Beyond the deluge. Data and its invisible work.  
Jerome Denis (Center for the sociology of innovation - Mines Paris - PSL)

Paper short abstract:

Both advocates and detractors consider data as powerful entities. Beyond such obviousness, the history of the emergence of data in organizations and the ethnography of data work foreground the richness of such work, the conditions of its invisibilization, and the fragility of data enactments.

Paper long abstract:

Advocates and detractors of big or open data projects generally share the very idea that data are steady and powerful entities. Wether described as a new oil the circulation of which will improve transparency and innovation, something that pours in like rain and changes the way science and politics are made, or a technology of governance that performs unquestioned realities and reifies new inequities, data seem to be defined in a same positivist, or realist, ontology in which their very existence is taken for granted, and their agentivity is assumed as the result of intrinsic properties. In this communication, I propose to question such obviousness and highlight the ecology of visible and invisible work (Star & Strauss, 1999) it performs.

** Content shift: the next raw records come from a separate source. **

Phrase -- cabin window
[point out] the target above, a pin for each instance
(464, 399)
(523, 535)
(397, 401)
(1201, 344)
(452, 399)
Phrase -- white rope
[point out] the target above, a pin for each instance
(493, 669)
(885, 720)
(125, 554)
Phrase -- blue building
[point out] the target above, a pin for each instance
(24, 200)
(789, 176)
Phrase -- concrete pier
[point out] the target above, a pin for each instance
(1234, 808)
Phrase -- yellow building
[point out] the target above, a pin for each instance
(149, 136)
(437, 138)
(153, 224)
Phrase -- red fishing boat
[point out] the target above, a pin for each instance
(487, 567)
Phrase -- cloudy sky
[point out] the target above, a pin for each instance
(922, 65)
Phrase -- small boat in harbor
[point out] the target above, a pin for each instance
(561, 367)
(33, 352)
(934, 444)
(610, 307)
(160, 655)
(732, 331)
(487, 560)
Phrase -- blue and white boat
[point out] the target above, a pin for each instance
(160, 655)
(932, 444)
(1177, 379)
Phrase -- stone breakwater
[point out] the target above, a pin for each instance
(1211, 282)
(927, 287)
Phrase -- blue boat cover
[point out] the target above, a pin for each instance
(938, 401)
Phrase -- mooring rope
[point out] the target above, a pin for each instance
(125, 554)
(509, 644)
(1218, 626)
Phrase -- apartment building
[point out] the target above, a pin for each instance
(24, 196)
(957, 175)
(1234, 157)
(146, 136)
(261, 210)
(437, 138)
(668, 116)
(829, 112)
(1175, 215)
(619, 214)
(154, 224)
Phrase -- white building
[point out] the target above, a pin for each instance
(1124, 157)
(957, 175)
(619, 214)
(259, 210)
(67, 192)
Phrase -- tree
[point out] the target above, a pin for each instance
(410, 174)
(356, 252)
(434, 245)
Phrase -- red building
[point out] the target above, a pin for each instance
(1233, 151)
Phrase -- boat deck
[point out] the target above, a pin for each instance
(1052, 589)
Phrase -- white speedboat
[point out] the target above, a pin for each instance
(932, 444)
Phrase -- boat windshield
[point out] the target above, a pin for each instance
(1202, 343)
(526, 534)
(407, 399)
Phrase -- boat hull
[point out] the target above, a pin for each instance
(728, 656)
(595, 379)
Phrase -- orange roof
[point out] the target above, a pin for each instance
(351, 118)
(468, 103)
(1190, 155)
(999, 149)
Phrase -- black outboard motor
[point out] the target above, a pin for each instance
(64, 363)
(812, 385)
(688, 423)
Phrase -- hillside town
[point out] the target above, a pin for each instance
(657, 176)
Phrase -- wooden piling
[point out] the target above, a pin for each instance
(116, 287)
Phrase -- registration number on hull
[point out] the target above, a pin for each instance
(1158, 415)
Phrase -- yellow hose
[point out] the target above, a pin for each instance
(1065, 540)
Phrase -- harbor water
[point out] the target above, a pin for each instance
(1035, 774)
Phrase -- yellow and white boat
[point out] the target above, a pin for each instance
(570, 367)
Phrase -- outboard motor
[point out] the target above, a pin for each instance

I will first show that the earliest investments in standardized information and the emergence of data as a valuable resource within organizations (Beniger, 1986; Yates, 1989; Agar, 2003; Gardey, 2008) are tightly linked to the mechanization and the invisibilization of information work. I will then draw on two ethnographic studies (in the back office of a bank, and a start-up that works with French administrations) to explore some aspects of today's data work and the conditions of its invisibilization. This will allow to foreground the fragile and uncertain process through which very different — sometimes undefined — things progressively and temporarily become data.